Самоочевидность, естественность явлений может скрыть их от наблюдателей так же, как иной раз лучше всего спрятать искомое, оставив его на виду. Во время гражданской войны Россия уменьшалась до размеров Московской Руси. В энциклопедических западных словарях начала двадцатых годов авторы статей о России, не понимая происходящего у нас, называли Россию географическим понятием.

Я считаю, что люди моего поколения были свидетелями действия могучих сил, не замеченных из-за их естественности. Я говорю о глубинных силах, позволивших новой республике уложиться в наследственные русские границы и об установлении согласованной мирной жизни на всей громадной земле.


*


XIX веку, подходы которого по многим проблемам мы храним по инерции, была свойственна категорическая уверенность в законченности многих наук и окончательности основанных на них определений. Относилось это и к истории…

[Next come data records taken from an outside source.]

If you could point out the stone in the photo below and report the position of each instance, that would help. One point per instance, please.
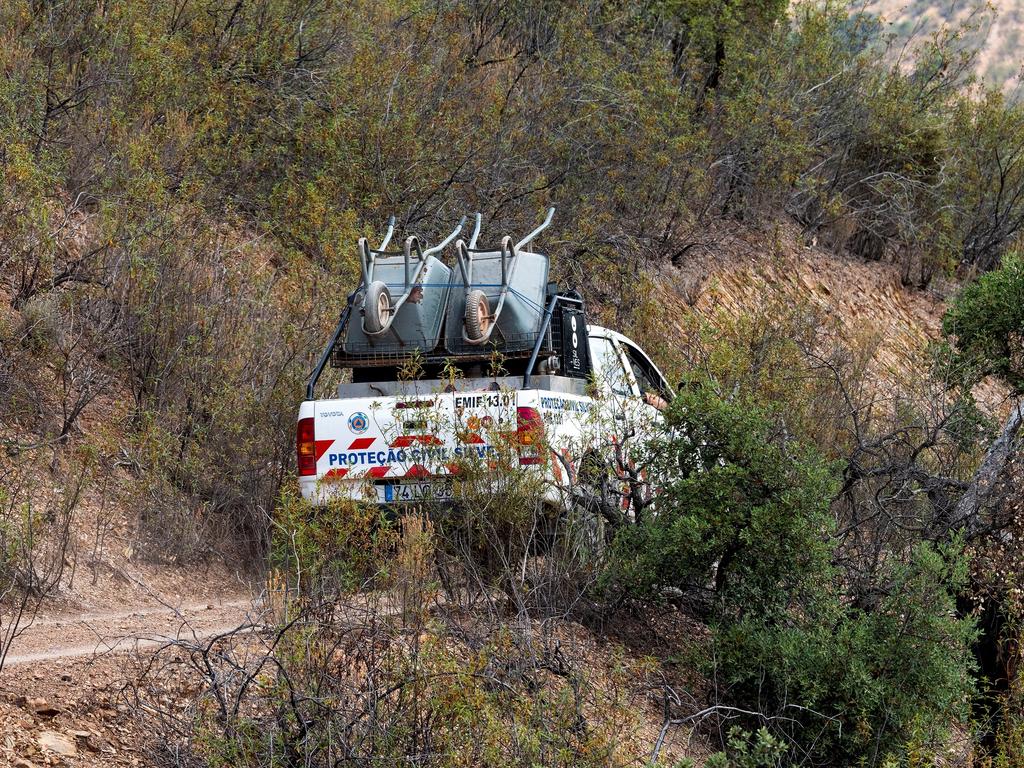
(57, 742)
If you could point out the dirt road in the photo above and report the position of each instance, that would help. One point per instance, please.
(74, 636)
(66, 683)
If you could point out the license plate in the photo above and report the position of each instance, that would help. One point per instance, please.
(396, 493)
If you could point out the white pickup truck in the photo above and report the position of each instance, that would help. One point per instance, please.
(408, 421)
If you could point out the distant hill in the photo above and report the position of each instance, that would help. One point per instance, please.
(994, 30)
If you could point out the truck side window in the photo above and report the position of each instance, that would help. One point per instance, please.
(608, 367)
(648, 379)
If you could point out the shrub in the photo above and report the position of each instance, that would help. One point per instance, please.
(742, 512)
(986, 323)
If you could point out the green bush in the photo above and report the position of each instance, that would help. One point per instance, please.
(742, 511)
(986, 323)
(743, 515)
(851, 683)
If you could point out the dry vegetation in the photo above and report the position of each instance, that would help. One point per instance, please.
(759, 193)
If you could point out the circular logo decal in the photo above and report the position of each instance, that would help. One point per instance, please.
(358, 423)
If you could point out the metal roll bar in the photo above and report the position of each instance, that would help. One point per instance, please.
(368, 260)
(538, 230)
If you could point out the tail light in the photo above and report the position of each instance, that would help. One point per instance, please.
(529, 430)
(305, 446)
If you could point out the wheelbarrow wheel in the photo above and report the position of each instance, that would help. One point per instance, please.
(478, 316)
(377, 307)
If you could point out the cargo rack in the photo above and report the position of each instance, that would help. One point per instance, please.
(551, 348)
(547, 344)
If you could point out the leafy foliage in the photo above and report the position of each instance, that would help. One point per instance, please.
(986, 322)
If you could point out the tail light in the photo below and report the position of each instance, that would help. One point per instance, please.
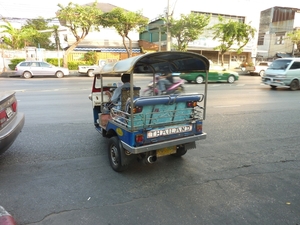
(191, 104)
(14, 106)
(7, 112)
(199, 127)
(139, 138)
(3, 117)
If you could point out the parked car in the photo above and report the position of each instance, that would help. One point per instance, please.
(11, 121)
(259, 68)
(86, 69)
(216, 74)
(28, 69)
(283, 72)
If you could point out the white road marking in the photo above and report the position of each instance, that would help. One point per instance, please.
(225, 106)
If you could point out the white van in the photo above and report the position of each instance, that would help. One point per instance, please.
(283, 72)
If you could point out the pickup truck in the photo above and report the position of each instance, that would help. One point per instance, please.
(259, 69)
(87, 69)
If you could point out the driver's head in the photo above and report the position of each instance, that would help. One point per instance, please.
(125, 78)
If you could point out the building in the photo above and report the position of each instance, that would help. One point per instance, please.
(275, 24)
(204, 44)
(107, 40)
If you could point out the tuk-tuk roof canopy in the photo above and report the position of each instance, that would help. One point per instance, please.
(158, 62)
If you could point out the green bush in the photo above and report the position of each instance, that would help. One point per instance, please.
(15, 62)
(54, 61)
(91, 57)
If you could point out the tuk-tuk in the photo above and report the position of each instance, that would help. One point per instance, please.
(149, 127)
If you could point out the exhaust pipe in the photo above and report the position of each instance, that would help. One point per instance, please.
(151, 159)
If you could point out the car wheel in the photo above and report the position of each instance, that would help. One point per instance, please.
(90, 73)
(59, 74)
(294, 85)
(199, 80)
(27, 75)
(262, 73)
(115, 155)
(230, 79)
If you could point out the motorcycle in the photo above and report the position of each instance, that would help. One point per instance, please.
(174, 88)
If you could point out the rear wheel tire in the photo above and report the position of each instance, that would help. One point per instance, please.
(59, 74)
(27, 75)
(294, 85)
(115, 155)
(199, 80)
(262, 73)
(231, 79)
(90, 73)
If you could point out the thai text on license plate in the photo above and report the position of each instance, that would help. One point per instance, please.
(9, 112)
(169, 131)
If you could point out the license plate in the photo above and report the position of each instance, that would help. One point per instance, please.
(9, 112)
(168, 131)
(166, 151)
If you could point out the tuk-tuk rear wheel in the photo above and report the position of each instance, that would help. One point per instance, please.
(114, 154)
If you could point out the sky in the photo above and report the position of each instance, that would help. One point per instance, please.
(151, 9)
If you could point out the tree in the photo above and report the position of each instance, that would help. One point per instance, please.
(187, 29)
(16, 38)
(230, 34)
(39, 39)
(80, 19)
(294, 36)
(124, 22)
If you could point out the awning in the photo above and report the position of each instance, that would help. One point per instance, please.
(118, 50)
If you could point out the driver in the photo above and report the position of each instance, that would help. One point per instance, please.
(116, 97)
(164, 82)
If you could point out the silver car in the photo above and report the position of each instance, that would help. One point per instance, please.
(11, 121)
(28, 69)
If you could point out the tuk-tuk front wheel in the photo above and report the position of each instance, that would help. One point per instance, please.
(115, 155)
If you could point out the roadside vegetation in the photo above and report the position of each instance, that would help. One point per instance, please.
(83, 19)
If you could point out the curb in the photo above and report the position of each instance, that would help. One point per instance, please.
(6, 218)
(11, 74)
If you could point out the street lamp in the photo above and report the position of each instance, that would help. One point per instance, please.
(2, 49)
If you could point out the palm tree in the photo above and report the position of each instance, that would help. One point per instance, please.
(16, 38)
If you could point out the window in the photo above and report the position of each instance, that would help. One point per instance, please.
(280, 38)
(34, 64)
(295, 65)
(242, 58)
(43, 64)
(261, 38)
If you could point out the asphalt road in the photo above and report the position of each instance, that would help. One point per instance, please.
(245, 172)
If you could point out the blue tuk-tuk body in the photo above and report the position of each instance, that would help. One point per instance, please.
(149, 127)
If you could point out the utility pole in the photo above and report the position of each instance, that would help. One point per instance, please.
(168, 29)
(1, 42)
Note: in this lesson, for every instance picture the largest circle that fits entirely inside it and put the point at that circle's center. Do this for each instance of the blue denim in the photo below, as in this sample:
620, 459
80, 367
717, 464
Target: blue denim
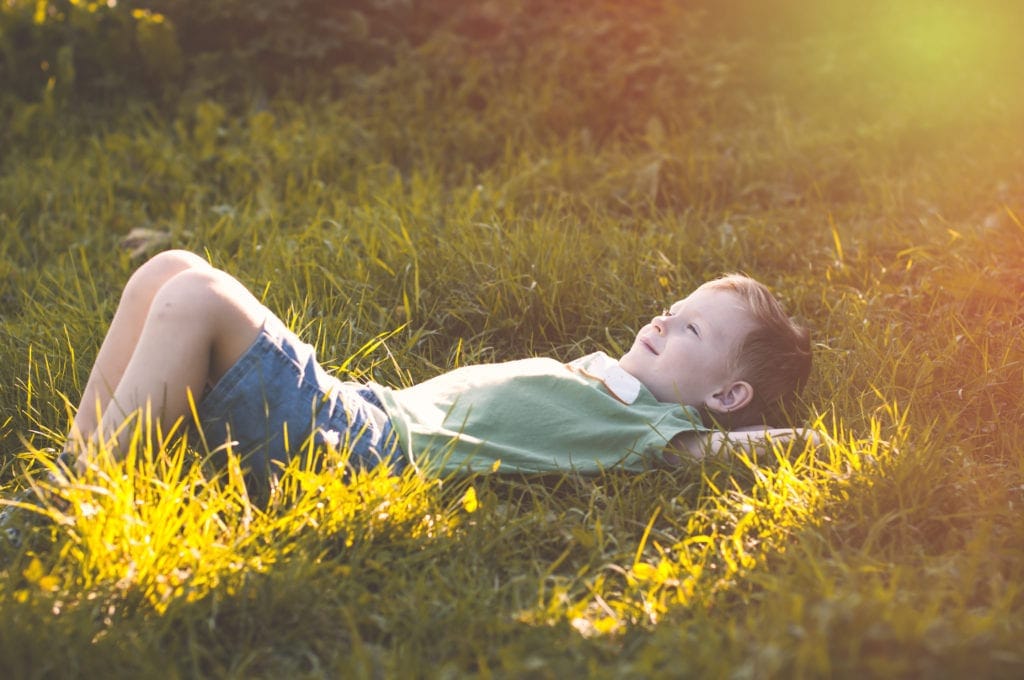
276, 396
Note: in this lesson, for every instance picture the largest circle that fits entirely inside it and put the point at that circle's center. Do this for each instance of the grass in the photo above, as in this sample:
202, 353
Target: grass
474, 201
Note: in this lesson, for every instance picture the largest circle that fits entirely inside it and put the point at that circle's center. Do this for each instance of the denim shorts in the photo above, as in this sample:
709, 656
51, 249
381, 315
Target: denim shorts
276, 400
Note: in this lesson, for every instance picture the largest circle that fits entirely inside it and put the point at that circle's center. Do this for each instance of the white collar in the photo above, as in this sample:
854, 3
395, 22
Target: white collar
600, 367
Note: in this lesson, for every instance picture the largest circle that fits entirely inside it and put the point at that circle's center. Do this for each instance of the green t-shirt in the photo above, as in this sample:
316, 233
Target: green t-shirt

А мы совсем недавно — и, в сущности, случайно! — узнали, что скромнейшие по своему положению граждане Новгорода Великого в начале нашего тысячелетия пользовались берестой не только для гонки дегтя и хозяйственных поделок. Береста была для них и бумагой для письма, — как, кстати сказать, для меня в детстве, — а писали они походя, о мелочах: «то-то здесь сто́ит столько-то», «пришли мне рубаху», «получи долг с соседа». Оказывается, что грамота на Древней Руси (Новгород не был островом) была широчайше распространена, а не служила своеобразной привилегией князя, выдающегося дружинника, священнослужителя или монаха. Факт существования массовой грамотности в русской среде не Древней Руси должен был бы поставить на голову многое из прочно сложившихся представлений о русской истории. Но, как кто-то сказал, ум человеческий консервативен, и расставаться с уже заученным и тяжко, и больно. Добавлю от себя — особенно трудно расставаться с представлениями упрощенными. Например, не было железных дорог и двигателей внутреннего сгорания — не было и культуры. И что нам до того, что И. А. Гончаров сто пятнадцать лет тому назад добрался от берегов Тихого океана до Москвы по способу давних кочевников: сначала верхом через горы, леса и топи, затем по реке в кое-каких лодках, толкаемых шестами, а потом, укутавшись в одежды из шкур диких зверей, в деревянных санях, собранных без единого гвоздя…


*


Отрывая прямоугольную яму для погреба-подпола, над которой встанет дом, нашим отцам не к чему было думать, что они проходят через отложения земли миллионной давности лет, что разноцветные слои на обрезанных лезвием заступа стенках ямы суть свидетели удаленного прошлого. Все близко, все слитно сложилось, легло одно в другое, срослось в литой непрерывности.

Течение времени, не ощущаемое чувствами, постигается лишь умозрительно. В прошлом веке молодая палеонтология предлагала почти непрерывную лестницу развития жизни на Земле. Ученым XIX века недоставало нескольких звеньев для завершенья истории видов.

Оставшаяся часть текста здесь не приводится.